Noch sind sie anzusehen, die Graffitys auf der Fassade der Distillery. | Foto: Jakob Müller

Nach einer kurzen Pause fügt Nils Fischer hinzu: "Zur Lage der Clubs muss man aber sagen: Es ist bei weitem nicht alles rosarot. Auch wenn im Moment keine Schließung durch Verdrängung im Raum steht, viele sind in einer schwierigen Lage". Er nennt als Hauptprobleme den Arbeitskräftemangel und das Fehlen der jungen Menschen, die während Corona sozialisiert wurden und sich in dieser Zeit Aktivitäten abseits des Nachtlebens gesucht haben.

„Viel ist schon passiert, aber mehr und besser geht immer“
- Jörg Kosinski, LiveKommbinat Leipzig e.V.

Diese Ansicht teilt auch Kosinski. Er glaubt, dass der NachtRat allein nicht genüge, um das Clubsterben zu stoppen, dafür seien die externen Wirkkräfte zu groß. Damit meint Kosinski unter anderem den Immobilienmarkt und die Gesetzgebung auf Bundesebene. Trotzdem schätzt er das Gremium sehr: "Die Stadt nimmt zunehmend relevante Probleme wahr, viel ist schon passiert, aber mehr und besser geht immer". Beide begrüßen unabhängig voneinander die neue Koordinierungsstelle Nachtleben, die ab August ihre Arbeit aufnimmt. Sie ergänzt die bisher ehrenamtliche Arbeit des NachtRats und soll diesem sowie seinen Forderungen mehr Sichtbarkeit verschaffen. Fischer freut sich auf die Unterstützung, da das aktuelle Arbeitspensum schwer alleine zu bewältigen sei. Für Kosinski stärkt die Schaffung der Stelle die Perspektive der Kulturszene. Dennoch seien weitere Maßnahmen notwendig, um die Situation der Kultur- und Clubszene nachhaltig zu verbessern. Dazu gehören unter anderem die Anerkennung von Clubs als Kulturorte, eine integrative Stadtplanung mit garantierten Standorten für Kulturstätten und ein umfassenderes Verständnis der Clubs als wichtige kulturelle und wirtschaftliche Akteure.

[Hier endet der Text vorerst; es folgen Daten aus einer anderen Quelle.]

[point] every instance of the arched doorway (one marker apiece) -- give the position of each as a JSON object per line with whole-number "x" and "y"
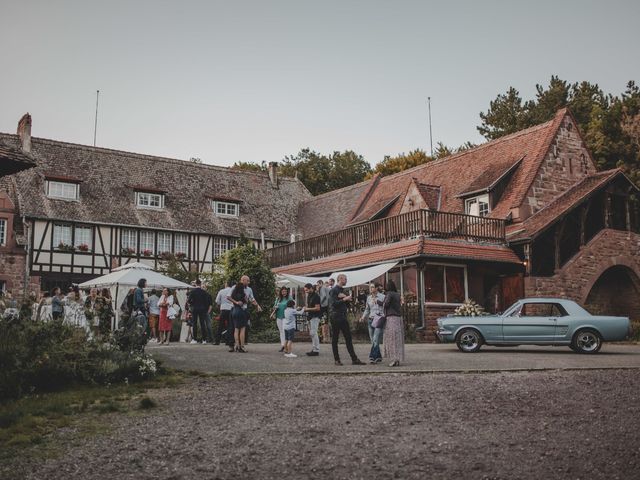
{"x": 616, "y": 292}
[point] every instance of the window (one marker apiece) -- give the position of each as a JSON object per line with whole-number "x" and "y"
{"x": 61, "y": 235}
{"x": 82, "y": 238}
{"x": 445, "y": 283}
{"x": 477, "y": 206}
{"x": 164, "y": 242}
{"x": 147, "y": 243}
{"x": 62, "y": 190}
{"x": 182, "y": 243}
{"x": 129, "y": 240}
{"x": 226, "y": 209}
{"x": 3, "y": 232}
{"x": 149, "y": 200}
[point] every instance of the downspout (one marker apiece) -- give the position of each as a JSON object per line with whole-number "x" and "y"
{"x": 28, "y": 259}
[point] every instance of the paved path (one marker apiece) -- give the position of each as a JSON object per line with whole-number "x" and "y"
{"x": 264, "y": 358}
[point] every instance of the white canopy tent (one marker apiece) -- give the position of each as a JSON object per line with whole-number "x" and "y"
{"x": 121, "y": 279}
{"x": 354, "y": 277}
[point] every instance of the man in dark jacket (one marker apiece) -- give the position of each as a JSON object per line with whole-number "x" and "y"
{"x": 201, "y": 304}
{"x": 338, "y": 301}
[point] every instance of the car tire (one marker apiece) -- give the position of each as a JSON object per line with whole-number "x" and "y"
{"x": 469, "y": 340}
{"x": 586, "y": 341}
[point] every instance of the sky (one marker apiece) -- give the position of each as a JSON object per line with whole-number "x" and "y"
{"x": 229, "y": 81}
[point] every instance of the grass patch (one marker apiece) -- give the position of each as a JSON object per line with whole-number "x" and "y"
{"x": 32, "y": 419}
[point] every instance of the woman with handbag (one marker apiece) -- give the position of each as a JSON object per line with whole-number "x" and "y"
{"x": 394, "y": 326}
{"x": 374, "y": 316}
{"x": 166, "y": 324}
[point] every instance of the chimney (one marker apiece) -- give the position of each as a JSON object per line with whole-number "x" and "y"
{"x": 24, "y": 132}
{"x": 273, "y": 173}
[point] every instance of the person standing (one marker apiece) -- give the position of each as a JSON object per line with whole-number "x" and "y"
{"x": 278, "y": 311}
{"x": 201, "y": 306}
{"x": 373, "y": 310}
{"x": 313, "y": 309}
{"x": 289, "y": 325}
{"x": 154, "y": 315}
{"x": 338, "y": 301}
{"x": 394, "y": 327}
{"x": 57, "y": 305}
{"x": 224, "y": 324}
{"x": 165, "y": 302}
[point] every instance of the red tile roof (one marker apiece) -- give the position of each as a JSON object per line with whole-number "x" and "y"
{"x": 405, "y": 249}
{"x": 541, "y": 220}
{"x": 454, "y": 175}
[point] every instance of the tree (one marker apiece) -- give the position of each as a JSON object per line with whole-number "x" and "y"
{"x": 400, "y": 162}
{"x": 245, "y": 259}
{"x": 607, "y": 122}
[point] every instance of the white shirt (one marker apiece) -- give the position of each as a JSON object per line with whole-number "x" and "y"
{"x": 289, "y": 321}
{"x": 222, "y": 300}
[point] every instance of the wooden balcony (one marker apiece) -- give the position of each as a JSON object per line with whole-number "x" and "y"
{"x": 429, "y": 223}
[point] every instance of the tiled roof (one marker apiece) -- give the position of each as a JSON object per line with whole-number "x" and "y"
{"x": 458, "y": 173}
{"x": 13, "y": 160}
{"x": 109, "y": 178}
{"x": 404, "y": 249}
{"x": 537, "y": 223}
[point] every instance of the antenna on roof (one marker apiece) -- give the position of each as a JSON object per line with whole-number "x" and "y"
{"x": 430, "y": 133}
{"x": 95, "y": 125}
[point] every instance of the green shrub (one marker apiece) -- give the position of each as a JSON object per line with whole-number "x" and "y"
{"x": 47, "y": 356}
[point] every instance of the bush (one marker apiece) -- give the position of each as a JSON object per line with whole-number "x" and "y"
{"x": 47, "y": 356}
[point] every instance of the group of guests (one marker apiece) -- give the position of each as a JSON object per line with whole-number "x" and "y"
{"x": 383, "y": 314}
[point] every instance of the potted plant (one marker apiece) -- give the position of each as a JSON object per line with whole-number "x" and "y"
{"x": 65, "y": 247}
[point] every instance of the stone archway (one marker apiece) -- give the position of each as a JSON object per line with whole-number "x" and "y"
{"x": 615, "y": 292}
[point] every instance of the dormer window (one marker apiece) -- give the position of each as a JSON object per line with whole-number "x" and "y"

Für die Distillery geht es übergangsweise an einem Standort im Südosten Leipzigs weiter, der von der Stadt organisiert wurde. Ab 2032 bekommt der Club dann seinen festen Platz im Gleisdreieck, einem Areal, das von der Leipziger Club- und Kulturstiftung gekauft wurde, um einen festen Kulturstandort zu gründen und zu sichern. Die Hoffnung besteht, dass mit den getroffenen Maßnahmen und der Unterstützung durch den NachtRat sowie durch die neue Koordinierungsstelle Nachtleben weitere Schließungen von Kulturstätten verhindert werden können. Und auch wenn der NachtRat nicht alle Probleme löst, ein solches Gremium könnte auch für andere Städte Vorbild sein.